Esta foi a primeira vez que Maria João não viu aceite o pedido de destacamento, quando tem, inclusivamente, marcada uma cirurgia ao coração para Março. O sentimento é de revolta. \"Sinto-me injustiçada. Foi a primeira vez que não fui destacada e gostava de saber porquê. Estou zangada com o Ministério da Educação. Fui ultrapassada por gente que tem menos tempo de serviço, nota mais baixa e os meus atestados médicos são verdadeiros, os outros não sei\", desabafou.

E ontem aquela docente foi submetida também a junta médica, porque, em face da situação, desde Setembro que falta às aulas, por recomendação do cardiologista, apresentando atestados médicos.
Maria João está mesmo disposta a colocar o Ministério da Educação em Tribunal, já que, segundo a legislação, a sua doença justifica as faltas, mas ela não quer ser impedida de leccionar.

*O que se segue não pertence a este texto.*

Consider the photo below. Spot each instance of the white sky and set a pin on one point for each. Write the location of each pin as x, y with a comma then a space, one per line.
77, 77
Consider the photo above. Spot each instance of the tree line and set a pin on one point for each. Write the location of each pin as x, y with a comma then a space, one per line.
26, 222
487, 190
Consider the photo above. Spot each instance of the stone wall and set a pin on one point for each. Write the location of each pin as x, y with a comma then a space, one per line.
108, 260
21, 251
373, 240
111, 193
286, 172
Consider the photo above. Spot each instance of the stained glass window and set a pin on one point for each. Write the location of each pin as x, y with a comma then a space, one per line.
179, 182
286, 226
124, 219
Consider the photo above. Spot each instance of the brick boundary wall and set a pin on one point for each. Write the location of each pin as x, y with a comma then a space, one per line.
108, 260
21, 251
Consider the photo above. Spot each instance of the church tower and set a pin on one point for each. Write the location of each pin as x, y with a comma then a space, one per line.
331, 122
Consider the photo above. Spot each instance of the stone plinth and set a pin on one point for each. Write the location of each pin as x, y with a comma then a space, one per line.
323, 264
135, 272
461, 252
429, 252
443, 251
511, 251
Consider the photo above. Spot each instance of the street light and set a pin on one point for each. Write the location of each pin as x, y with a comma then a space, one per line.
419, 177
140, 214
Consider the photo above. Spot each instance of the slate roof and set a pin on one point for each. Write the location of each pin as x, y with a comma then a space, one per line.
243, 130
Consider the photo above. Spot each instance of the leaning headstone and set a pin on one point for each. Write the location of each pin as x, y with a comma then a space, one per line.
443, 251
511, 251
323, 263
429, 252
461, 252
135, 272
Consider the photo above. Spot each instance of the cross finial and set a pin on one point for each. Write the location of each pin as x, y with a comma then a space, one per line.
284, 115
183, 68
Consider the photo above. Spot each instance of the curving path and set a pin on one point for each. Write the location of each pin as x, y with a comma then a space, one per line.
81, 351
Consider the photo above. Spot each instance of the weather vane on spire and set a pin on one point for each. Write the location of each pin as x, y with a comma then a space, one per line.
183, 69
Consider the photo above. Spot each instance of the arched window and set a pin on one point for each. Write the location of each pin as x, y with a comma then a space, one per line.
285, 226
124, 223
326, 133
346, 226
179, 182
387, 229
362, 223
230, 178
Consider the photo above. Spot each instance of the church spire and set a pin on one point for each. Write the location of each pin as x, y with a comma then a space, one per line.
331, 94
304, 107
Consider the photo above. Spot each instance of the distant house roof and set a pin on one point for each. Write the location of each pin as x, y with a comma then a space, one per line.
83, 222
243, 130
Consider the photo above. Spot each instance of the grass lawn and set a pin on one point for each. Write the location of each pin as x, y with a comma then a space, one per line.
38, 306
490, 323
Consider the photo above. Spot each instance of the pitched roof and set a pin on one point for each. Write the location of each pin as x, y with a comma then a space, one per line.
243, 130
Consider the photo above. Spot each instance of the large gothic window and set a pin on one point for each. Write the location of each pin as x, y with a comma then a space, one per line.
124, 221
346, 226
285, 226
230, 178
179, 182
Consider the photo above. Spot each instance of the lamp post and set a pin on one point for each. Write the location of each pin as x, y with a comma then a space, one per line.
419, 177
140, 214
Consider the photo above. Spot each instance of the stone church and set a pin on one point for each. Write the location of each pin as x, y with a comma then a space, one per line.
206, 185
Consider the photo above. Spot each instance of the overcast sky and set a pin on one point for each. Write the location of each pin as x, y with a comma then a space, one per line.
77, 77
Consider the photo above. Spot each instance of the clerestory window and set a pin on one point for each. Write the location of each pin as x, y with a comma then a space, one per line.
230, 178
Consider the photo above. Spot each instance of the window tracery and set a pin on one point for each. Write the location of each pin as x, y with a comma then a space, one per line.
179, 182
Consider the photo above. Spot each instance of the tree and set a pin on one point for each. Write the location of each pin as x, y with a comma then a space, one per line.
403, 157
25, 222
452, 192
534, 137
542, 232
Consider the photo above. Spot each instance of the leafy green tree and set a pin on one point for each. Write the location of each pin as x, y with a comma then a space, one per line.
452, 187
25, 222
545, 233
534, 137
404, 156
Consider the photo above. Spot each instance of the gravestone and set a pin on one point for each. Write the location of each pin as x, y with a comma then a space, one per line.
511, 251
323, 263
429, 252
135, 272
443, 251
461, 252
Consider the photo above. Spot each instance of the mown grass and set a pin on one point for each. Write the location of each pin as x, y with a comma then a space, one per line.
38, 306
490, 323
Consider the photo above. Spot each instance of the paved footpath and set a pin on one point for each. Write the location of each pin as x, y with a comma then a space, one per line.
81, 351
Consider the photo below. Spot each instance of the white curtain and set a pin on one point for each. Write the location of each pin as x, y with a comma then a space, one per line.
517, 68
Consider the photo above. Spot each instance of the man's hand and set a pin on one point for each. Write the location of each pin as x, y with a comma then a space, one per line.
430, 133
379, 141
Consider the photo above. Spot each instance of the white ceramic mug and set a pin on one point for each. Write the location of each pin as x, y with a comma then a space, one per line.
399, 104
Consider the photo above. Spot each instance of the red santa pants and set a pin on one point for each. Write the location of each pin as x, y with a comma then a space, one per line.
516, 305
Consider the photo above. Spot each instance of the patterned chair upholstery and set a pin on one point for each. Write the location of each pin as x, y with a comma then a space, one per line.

Junta médica mesmo sem destacamento
Sandra Gomes, de 27 anos, cumpre o quinto ano como professora de Matemática e Ciências ao serviço do Ministério da Educação. Ficou este ano vinculada no Porto e pediu o destacamento por condições específicas para Bragança, onde residia.

No ano anterior fora colocada na Madeira e pedira o destacamento, que foi concedido, com base no facto de ser diabética insulino-dependente.

Este ano o destacamento foi-lhe recusado, com a alegação, que parece justa e que Sandra nem sequer discute, de que os melhores especialistas em diabetes estão precisamente no Porto.
Curioso é que a tenham convocado para se sujeitar ontem a uma junta médica.